September 21, 2012 @ 21:00 - Development

Lately I’ve been working on a Cocoa MP3 tagger/renamer app: it gathers features from various useful programs that didn’t make the cut on their own for not having them all. It was all fun and games until I met with Unicode weirdings in tag saving [via TagLib].

The scenario is:

  • fetch data from Discogs API into NSString fields of a model;
  • convert such strings into C-strings [const char*] via UTF8String method of NSString class;
  • set them into TagLib::Tag property of each file;

Everything was fine for plain english releases [being english language almost free from diacritical marks], then I stumbled upon an italian record: data fetching went flawless, but when I persisted it to files and I checked Xcode console I met Mr. √® [the MacRoman representation of è, italian for third-person singular of to be]. Shouldn’t UTF8String take care of encoding non-ASCII characters?

At a first glance I thought about a library issue, but even the minimal NSLog(@"%s", [@"è" UTF8String]) example was broken! I tried then to mess with Taglib parameters, but I was having no clue at all; after a googling session, I understood I needed wide characters, which are compatible with this Taglib::String constructor.

How to perform conversion from NSString to wstring?

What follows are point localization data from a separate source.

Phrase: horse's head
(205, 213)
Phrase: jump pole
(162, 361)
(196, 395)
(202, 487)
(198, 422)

NSData* asData = [string dataUsingEncoding:kEncoding_wchar_t];

TagLib::wstring ws = TagLib::wstring(
	(wchar_t*)[asData bytes],
	[asData length] / sizeof(wchar_t)
);

where wstring is a provided implementation of std::wstring [not defined in all systems as stated here], and kEncoding_wchar_t is defined as following:

#if TARGET_RT_BIG_ENDIAN
	const NSStringEncoding kEncoding_wchar_t =
	CFStringConvertEncodingToNSStringEncoding(kCFStringEncodingUTF32BE);
#else
	const NSStringEncoding kEncoding_wchar_t =
	CFStringConvertEncodingToNSStringEncoding(kCFStringEncodingUTF32LE);
#endif

Finally I could build desired string:

TagLib::String::String(ws, TagLib::String::Type::Latin1);

and set into files’ tag, which are correctly saved and rendered by the program itself, by QuickLook and by external media players.

One mystery lasts: I had to use TagLib::String::Type::Latin1 encoding flag, and not expected TagLib::String::Type::UTF8, which threw a “Unicode conversion error” exception: I will ask Stackoverflow later maybe.